Suddenly the red death sneezed.
The peasant's eyes widened in terror.
"You're not wearing a surgical mask," he gasped, falling off the log.
"Calm down," said the red death.
"But you could have the virus," shrieked the peasant.
"I can't really," said the red death. "I'm the supernatural embodiment of bubonic plague. Sometimes I do relief work for rabies when he's on holiday. I can't catch other dieseases."
"But you might be a carrier," screamed the peasant.
"Really, take it easy, that sort of panic can't be good for you," said the red death with concern.
"But we sat closer to each other than two metres," hysteered the peasant histrionically.
"Oh come on," said the red death.
"Look you got some stuff on my sleeve," screeched the peasant.
"It's only a bit of snot," said the red death mollifyingly.
This remark did not have the calming effect one might have expected.
"Get away from me," babbled the peasant, having run out of scream words, and scrambling to his feet.
He began to faff about in a frantic manner, backward and forward, waving his arms, but never leaving the precincts of the glade or the log or the red death.
"Please stop," pleaded the red death now genuinely worried. "That's really irritating. It's as irritating as a lockdown actually.
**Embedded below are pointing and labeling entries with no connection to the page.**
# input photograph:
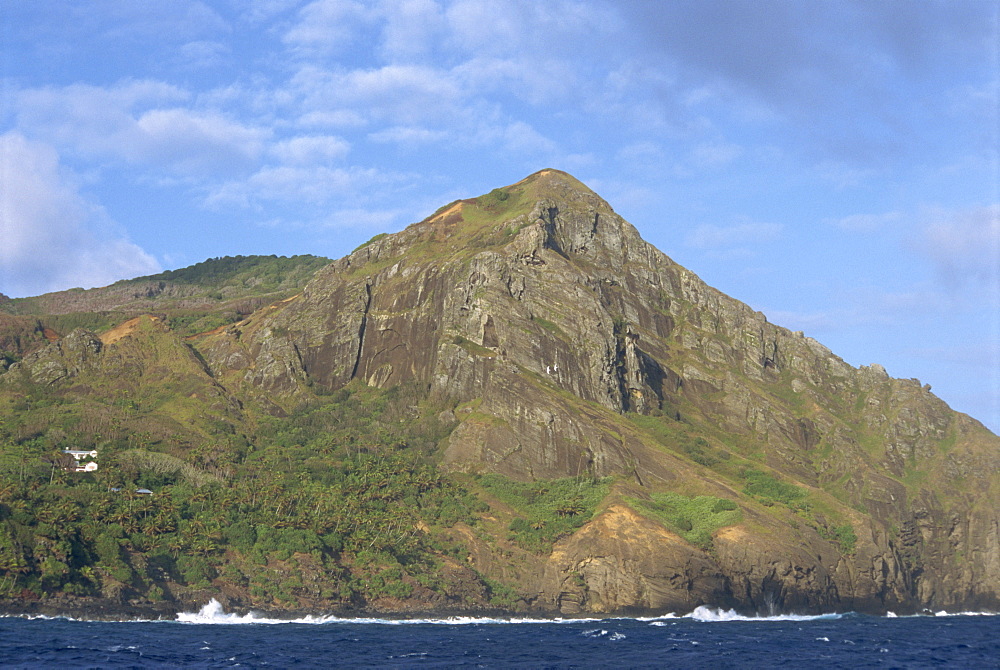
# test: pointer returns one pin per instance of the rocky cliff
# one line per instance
(750, 466)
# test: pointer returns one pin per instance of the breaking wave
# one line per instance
(213, 613)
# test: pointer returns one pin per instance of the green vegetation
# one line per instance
(694, 519)
(495, 201)
(843, 535)
(769, 490)
(374, 238)
(546, 509)
(342, 490)
(677, 436)
(262, 272)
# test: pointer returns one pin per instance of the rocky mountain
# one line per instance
(625, 437)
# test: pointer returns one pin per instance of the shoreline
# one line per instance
(213, 612)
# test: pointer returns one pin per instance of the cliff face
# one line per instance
(563, 345)
(549, 323)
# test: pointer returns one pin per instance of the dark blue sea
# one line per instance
(706, 638)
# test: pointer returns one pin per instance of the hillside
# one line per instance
(516, 403)
(193, 299)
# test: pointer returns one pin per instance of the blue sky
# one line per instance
(833, 164)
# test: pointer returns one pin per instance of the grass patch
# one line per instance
(843, 535)
(547, 509)
(373, 239)
(473, 348)
(694, 519)
(673, 435)
(769, 490)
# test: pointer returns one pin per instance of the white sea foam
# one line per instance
(213, 613)
(703, 613)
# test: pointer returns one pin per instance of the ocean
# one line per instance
(705, 638)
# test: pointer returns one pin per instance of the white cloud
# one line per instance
(964, 245)
(408, 135)
(326, 26)
(412, 27)
(395, 94)
(715, 154)
(201, 54)
(311, 149)
(107, 123)
(53, 238)
(865, 223)
(314, 185)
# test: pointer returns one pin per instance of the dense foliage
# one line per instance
(547, 509)
(340, 500)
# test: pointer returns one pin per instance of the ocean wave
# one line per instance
(213, 613)
(713, 614)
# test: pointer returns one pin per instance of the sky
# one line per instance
(835, 165)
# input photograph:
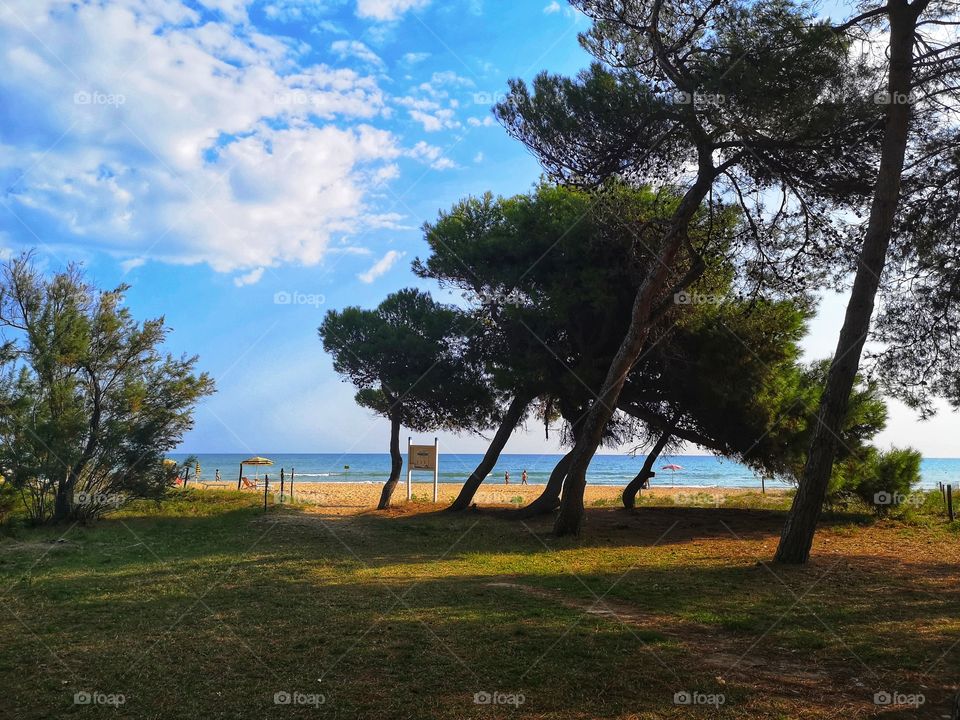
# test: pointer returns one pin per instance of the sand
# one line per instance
(366, 495)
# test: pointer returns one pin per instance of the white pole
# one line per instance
(436, 469)
(409, 468)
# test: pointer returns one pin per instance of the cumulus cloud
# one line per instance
(385, 10)
(380, 267)
(184, 140)
(354, 48)
(431, 155)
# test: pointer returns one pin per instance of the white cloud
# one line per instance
(385, 10)
(380, 267)
(430, 114)
(205, 138)
(431, 155)
(354, 48)
(414, 58)
(439, 82)
(250, 278)
(132, 264)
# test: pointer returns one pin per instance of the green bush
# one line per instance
(881, 480)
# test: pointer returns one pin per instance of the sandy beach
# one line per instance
(365, 495)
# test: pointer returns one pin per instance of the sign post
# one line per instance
(423, 457)
(436, 469)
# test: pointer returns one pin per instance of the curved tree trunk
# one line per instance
(510, 421)
(396, 463)
(797, 537)
(550, 497)
(646, 472)
(570, 518)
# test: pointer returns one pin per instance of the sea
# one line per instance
(695, 470)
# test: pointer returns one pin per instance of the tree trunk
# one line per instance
(797, 537)
(646, 472)
(550, 497)
(570, 517)
(63, 501)
(396, 463)
(510, 421)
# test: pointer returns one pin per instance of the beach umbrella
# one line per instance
(256, 461)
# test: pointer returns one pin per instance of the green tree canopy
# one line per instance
(412, 361)
(89, 403)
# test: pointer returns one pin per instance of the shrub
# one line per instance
(882, 480)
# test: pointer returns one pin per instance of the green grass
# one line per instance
(204, 606)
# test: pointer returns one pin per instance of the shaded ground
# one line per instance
(209, 608)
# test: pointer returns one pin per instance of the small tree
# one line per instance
(411, 362)
(88, 403)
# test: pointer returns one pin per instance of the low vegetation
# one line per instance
(205, 606)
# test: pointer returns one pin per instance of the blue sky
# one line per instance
(245, 166)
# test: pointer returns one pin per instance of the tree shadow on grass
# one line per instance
(411, 616)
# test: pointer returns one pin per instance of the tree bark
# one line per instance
(63, 506)
(396, 463)
(550, 497)
(570, 518)
(646, 472)
(797, 537)
(510, 421)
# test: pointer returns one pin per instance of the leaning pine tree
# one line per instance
(412, 362)
(709, 97)
(917, 171)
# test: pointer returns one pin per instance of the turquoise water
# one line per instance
(698, 470)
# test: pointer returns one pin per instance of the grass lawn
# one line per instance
(205, 607)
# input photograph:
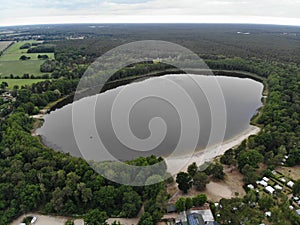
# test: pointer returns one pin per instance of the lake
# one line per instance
(161, 122)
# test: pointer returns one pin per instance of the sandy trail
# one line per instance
(47, 220)
(177, 164)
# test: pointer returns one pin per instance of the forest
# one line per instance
(34, 177)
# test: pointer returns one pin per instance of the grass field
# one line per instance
(10, 63)
(20, 82)
(20, 67)
(4, 44)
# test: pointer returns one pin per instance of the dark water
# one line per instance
(242, 98)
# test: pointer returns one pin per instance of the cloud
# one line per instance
(128, 1)
(149, 11)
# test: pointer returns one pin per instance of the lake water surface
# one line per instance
(242, 98)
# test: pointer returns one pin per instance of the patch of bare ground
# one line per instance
(215, 189)
(292, 172)
(47, 220)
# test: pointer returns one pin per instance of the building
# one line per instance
(290, 184)
(270, 189)
(268, 214)
(266, 179)
(171, 208)
(206, 214)
(250, 186)
(282, 180)
(195, 219)
(262, 183)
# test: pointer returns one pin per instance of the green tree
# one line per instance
(217, 171)
(146, 219)
(199, 200)
(296, 188)
(180, 204)
(266, 202)
(131, 204)
(192, 169)
(184, 181)
(200, 180)
(95, 217)
(188, 203)
(250, 157)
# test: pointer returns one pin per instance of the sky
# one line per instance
(24, 12)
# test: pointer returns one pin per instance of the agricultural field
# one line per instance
(4, 45)
(20, 82)
(10, 63)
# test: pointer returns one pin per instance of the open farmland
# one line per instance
(20, 82)
(10, 63)
(4, 45)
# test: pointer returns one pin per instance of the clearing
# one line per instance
(292, 172)
(20, 82)
(215, 190)
(10, 63)
(4, 45)
(47, 220)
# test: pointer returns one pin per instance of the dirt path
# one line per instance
(215, 190)
(47, 220)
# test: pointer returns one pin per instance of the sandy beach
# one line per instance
(47, 220)
(181, 163)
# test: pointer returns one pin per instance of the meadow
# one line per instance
(4, 45)
(10, 63)
(20, 82)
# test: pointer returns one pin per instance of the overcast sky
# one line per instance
(21, 12)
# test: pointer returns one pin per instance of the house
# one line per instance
(290, 184)
(282, 180)
(262, 183)
(206, 214)
(213, 223)
(195, 219)
(270, 189)
(268, 214)
(182, 219)
(171, 208)
(250, 186)
(266, 179)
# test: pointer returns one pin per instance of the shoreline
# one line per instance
(209, 153)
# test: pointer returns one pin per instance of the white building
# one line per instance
(282, 180)
(270, 189)
(290, 184)
(278, 187)
(262, 183)
(250, 186)
(268, 214)
(266, 179)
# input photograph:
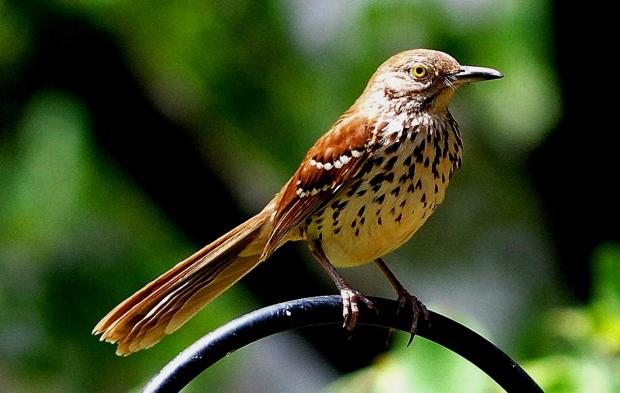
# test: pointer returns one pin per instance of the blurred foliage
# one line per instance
(266, 78)
(570, 350)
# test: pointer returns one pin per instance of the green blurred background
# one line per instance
(132, 133)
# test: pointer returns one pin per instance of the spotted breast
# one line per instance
(392, 194)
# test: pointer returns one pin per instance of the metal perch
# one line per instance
(327, 310)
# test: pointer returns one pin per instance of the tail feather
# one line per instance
(165, 304)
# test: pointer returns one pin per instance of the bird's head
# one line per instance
(425, 78)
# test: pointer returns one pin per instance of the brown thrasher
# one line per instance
(361, 191)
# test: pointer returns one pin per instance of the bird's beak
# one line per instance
(468, 74)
And you'll do yourself an injury in a minute."
But the peasant kept whimpering and gasping and panting and occasionally managing a shriek and running up and down until finally his heart gave out and he slumped to the ground in a dead heap.
"Have it your own way," sighed the red death. "Now I won't get to deliver my classic line to wit: Go to the people and tell them that the hour of their deliverance is at hand."
Meanwhile as the sniffles ravaged the world, Prince Prospero Chief Medical Officer Tony Holohan, a regent unsurpassed in evil, cruelty and depravity etc etc, decreed that the entire populace should be imprisoned in his castle (by castle he meant the whole territory of the Republic of Ireland) for the duration of an imaginary plague which he insisted was ravaging the land more than he was, and forced to attend a riotous debauch involving every known perversion and a few new ones besides, more precisely every person at the party being compelled to stand two metres from every other person at all times for an indefinite period of months, possibly years, and their every gross sexual excess to be performed while wearing surgical masks, and not touching each other.
It was unholy in its conception, mailicious in its design, and depraved in its execution.
Seeing the distress of his prisoners Prince Prospero Tony Holohan rejoiced with ever more twisted glee in their discomfiture.
"Who can harm me?" he crowed. "While the sniffles and Trump and democracy ravage the world, I am safe here in my castle. Ha, ha, ha."
And he laughed and laughed, a Vincent Price sort of laugh.
When the revel was its height he noticed a strange figure beyond the social distancing dancers who were miming an orgy to no music in his ballroom.
The figure was dressed in the habilements of the grave.
Prince Prospero Tony Holohan ran around the perimetre of the dance floor being careful to keep a full two metres betweeen himself and each of his woefully tortured guests.
At the far side of the ballroom he whirled.
The strange figure was now on the opposite side of the room to him.
There followed some more scuttling around the dance floor, whirling, and acting surprised every time the figure turned out to be on the opposite side again.
For some time Prince Prospero Tony Holohan continued to chase the cowled figure.
For some time it eluded him.
Presently Prince Prospero Tony Holohan fled to his bed chamber.
There the red death was waiting for him.
"The ****ing red death," exclaimed Prince Prospero Tony Holohan. "Who wudda thunk it!"
The words froze on his dead lips.
And outside his castle, nay across the whole world, the sniffles, the common cold, the flu, and advanced clinical neurosis, held illimitable dominion over all.